Landmark voucher law could be derailed

By John Maginnis

In what may have been the apex of Gov. Bobby Jindal’s power and influence over the Legislature, his team pressed non-stop to push through a far-reaching package of education bills in the first three weeks of this year’s session, which is considered warp speed at the Capitol.

The centerpiece of those laws, establishing a statewide voucher program by which over 5,000 public school students are having their tuition paid to attend private and church schools, faces challenges in state and federal courts. A ruling handed down this week does not bode well for Jindal’s new order for education, while it might also change the course of schooling, again, for many of those 5,000 children.

Trial is scheduled to start on Wednesday in state district court in Baton Rouge on a lawsuit brought by two major teacher unions and 43 local school boards, who are challenging the constitutionality of how the vouchers are funded and how the law was passed.

But earlier this week, the voucher law was dealt a heavy blow when a federal judge ruled that it, along with a law revamping teacher tenure, conflicts with his school desegregation order in Tangipahoa Parish. While his ruling only affects one parish, dozens of other school districts under desegregation orders in Louisiana could be their way to federal court soon to raise the same point.

There are multiple issues in both suits, but central to both are the school boards’ claims that the state is illegally diverting local tax dollars, dedicated to public schools, to pay to send students to private schools. The suit in state court claims that practice violates the state constitution. In the Tangipahoa case in federal court, the school board argues that using local funds for vouchers makes it impossible for it to comply with the judge’s order mandating new school construction and magnet school programs.

In both cases, the state’s response is pretty simple: there are no local funds in vouchers.

With over $40 million running through the voucher program, it would seem not hard to sort out where the money comes from. Yet that debate has raged from the time the voucher bill was filed.

The Legislature supports public education through the Minimum Foundation Program, which allocates $3.3 billion in state money to the 69 school districts according to a complex formula, based largely on enrollment and the taxable wealth in each district.
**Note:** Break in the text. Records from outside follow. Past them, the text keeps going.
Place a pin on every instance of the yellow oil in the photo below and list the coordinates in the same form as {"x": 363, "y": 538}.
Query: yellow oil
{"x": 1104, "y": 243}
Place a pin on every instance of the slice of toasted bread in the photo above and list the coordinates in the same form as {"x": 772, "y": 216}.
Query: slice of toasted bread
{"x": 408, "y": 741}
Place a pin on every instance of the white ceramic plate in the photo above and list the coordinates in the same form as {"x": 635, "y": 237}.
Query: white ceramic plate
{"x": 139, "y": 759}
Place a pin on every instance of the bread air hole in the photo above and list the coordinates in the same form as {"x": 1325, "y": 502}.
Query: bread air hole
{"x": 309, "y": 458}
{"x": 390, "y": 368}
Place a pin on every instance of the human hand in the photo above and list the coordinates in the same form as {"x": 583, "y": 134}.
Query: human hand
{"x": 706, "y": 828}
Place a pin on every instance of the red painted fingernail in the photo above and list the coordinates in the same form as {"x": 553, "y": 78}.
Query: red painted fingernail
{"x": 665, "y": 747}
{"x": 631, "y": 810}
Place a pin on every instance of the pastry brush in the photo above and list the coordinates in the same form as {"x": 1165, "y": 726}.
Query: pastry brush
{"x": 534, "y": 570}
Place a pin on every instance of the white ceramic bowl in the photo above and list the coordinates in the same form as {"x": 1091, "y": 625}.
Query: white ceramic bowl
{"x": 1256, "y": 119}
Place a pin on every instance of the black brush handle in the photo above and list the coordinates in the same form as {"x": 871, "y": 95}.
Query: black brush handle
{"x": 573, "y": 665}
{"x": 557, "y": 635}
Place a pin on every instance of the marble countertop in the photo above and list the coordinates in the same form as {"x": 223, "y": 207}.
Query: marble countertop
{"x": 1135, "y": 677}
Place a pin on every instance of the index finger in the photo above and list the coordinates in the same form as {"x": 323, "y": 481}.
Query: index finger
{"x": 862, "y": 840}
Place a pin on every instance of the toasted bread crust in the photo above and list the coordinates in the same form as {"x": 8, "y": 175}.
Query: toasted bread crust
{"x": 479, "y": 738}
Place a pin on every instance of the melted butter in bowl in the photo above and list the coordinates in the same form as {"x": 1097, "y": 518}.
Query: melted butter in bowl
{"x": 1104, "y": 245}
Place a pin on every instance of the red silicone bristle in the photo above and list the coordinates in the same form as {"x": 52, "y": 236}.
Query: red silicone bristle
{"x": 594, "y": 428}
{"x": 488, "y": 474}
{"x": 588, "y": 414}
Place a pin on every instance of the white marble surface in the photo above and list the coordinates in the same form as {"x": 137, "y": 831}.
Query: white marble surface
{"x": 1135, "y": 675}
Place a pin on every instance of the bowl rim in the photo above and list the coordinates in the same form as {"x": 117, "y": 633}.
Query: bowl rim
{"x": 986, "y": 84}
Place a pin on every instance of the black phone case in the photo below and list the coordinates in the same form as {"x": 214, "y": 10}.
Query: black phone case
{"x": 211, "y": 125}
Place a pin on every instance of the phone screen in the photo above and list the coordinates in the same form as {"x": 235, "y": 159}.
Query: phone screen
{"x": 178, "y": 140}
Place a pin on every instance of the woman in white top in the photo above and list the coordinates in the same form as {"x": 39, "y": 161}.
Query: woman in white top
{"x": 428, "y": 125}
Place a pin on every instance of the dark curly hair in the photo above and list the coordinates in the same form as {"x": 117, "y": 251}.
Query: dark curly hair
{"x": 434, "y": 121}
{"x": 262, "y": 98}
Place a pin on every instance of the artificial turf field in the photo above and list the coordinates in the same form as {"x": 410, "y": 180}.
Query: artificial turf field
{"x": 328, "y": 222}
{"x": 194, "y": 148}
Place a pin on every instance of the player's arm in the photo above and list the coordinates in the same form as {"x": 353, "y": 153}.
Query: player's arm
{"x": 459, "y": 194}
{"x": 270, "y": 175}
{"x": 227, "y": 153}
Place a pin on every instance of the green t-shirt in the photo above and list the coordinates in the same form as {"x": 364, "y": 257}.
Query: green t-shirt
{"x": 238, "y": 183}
So the state portion for each district varies according to how much each parish or municipality is capable of raising for its local share.

The Jindal administration realized from the start that to use local tax dollars to finance vouchers would not only raise a constitutional issue but also create a major political obstacle in the Legislature.

So, as the bill was written, the state deducts from what the MFP pays to local districts an amount nearly equal to the state portion and what the districts raise locally. Technically, only state dollars go to vouchers, but the school boards argue that in reality they are being docked for both the state and local portions for each voucher student.

The state’s lawyers did not seem overly concerned with the school boards and teacher unions sued, since, normally, state courts give wide latitude to the will of the Legislature and the governor.

Those concerns heightened, however, when U.S. District Judge Ivan Lemelle ordered the state Department of Education into federal court to show that it was not getting in the way of his desegregation order.

At Monday’s hearing, apparently he did not buy the semantics of the state’s argument that no local money was being used. Instead, the judge agreed with the local school district’s position that the voucher law, however it is worded, results in the school board having less local money to carry out the judge’s order in the 47-year-old desegregation case.

The state, of course, can appeal, but it may soon have to fight on new fronts. Since many of the school boards suing the state also are under desegregation order, they no doubt will go in federal court soon to argue that the voucher and tenure laws interfere with their compliance efforts too, thus threatening to make hash of the governor’s new order for education. Like other governors before him, Jindal may find that his power and control at the Capitol end at the federal courthouse steps.